De onde vem o sangue que a

mancha? É o meu próprio sangue que também cai nela. Antes eu soubesse do terror que me

esperava eu teria cuidado de mim e de Yasmim que agora me aguarda no céu se é que existe essa

bobagem.

Cheguei a ter uma visão do nosso terrível fim e mesmo assim ninguém acreditou no que eu disse.

Lembro de ter chegado em nosso apartamento depois de um dia de trabalho e só querer me deitar.

Cumprimentei meus amigos que estavam na sala, joguei minhas coisas no quarto e fui ao banheiro

para mijar. Nos meus últimos segundos de sanidade pensava sobre tudo que já haveria de ter se

passado naquela casa enquanto observava a construção de séculos passados. Tal pensamento me fez

sentir um calafrio crescente enquanto me aproximava do banheiro.

Que Deus me perdoe mas eu o odeio porque permitiu que eu abrisse aquela porta e fosse tomado

pela minha loucura que apareceu como uma visão de outros tempos, de outro lugar ou de outro

mundo, não sei dizer ao certo: Não era meu banheiro que havia depois da porta, mas abri-la me

levou a um lugar escuro que aos poucos eu definia em minha visão enquanto entrava, tomado por

uma coragem que não sei de onde vinha. Um cômodo retangular e extenso de paredes brancas e

chão de terra batida, cheiro de terra no ar, cheiro de sangue no ar. Atordoado eu vi que havia ali um

homem acorrentado a um poste feito de madeira de árvore, totalmente nu, suando e respirando de

maneira ofegante, olhava para o chão mas não via nada porque estava perdido em si mesmo de dor.

Atrás dele outro homem ergueu uma chibata para o alto e acertou o primeiro nas costas, arrancando

um pedaço da carne e um grito atordoador do escravo que chorava e pedia perdão, se debatendo

acorrentado e gritando que faria qualquer coisa para sair dali. Eu também gritei. Medo, nojo e raiva

era o que sentia quando caí de joelhos no chão chorando querendo não ver mais aquilo. Com isso,

chamei a atenção de outro homem que também ali estava, o único branco, que me viu e veio em

minha direção gritando “preto maldito”, me chutou a cara, arrancando sangue.

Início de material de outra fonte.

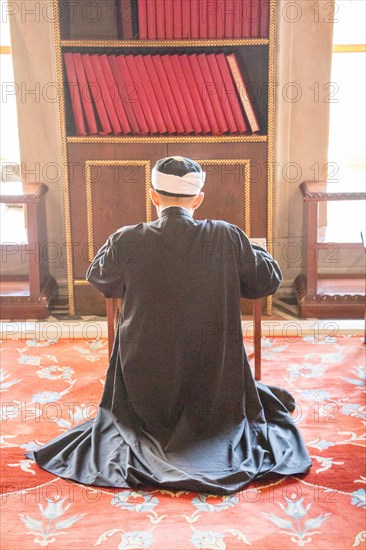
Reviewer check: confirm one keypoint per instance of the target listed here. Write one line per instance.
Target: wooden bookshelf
(106, 178)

Acordei gritando e sangrando no chão do banheiro, meus amigos tentando me acalmar enquanto eu

me debatia. Nada do que eles disseram pôde me deixar tranquilo porque o que eu tinha visto era
real. Tentei dormir mas não preguei o olho a noite toda e na manhã seguinte corri para o trabalho

onde passei o dia cansado e dolorido. Pensava em nunca mais voltar para casa, fugir daquela visão,

mas não tinha para onde ir e estava exausto. Quando cheguei ao apartamento fui tomado outra vez

pelo medo, não tinha como ficar ali sabendo que aquele lugar escondia pesadelos. Fui em direção ao

quarto para juntar minhas coisas mas paralisei de horror quando entrei no corredor e vi Yasmim

enforcada, o corpo completamente imóvel pendurado pelo pescoço, de olhos saltados e boca aberta

de medo, nesse momento eu gritei e depois vomitei, corri para meu quarto chorando em desespero,

peguei o celular para chamar ajuda mas fui atingido na cabeça por algo muito pesado que me

derrubou no chão, era meu guarda-roupas. Agora estou esperando a morte pois é certa que vem, já

sinto meu corpo perder energia. Em cima do guarda-roupas estava uma boneca abaiyomi que eu

guardo para lembrar da resistência e sensibilidade dos negros, ela está manchada com meu sangue.

Posso ouvir passos em minha direção.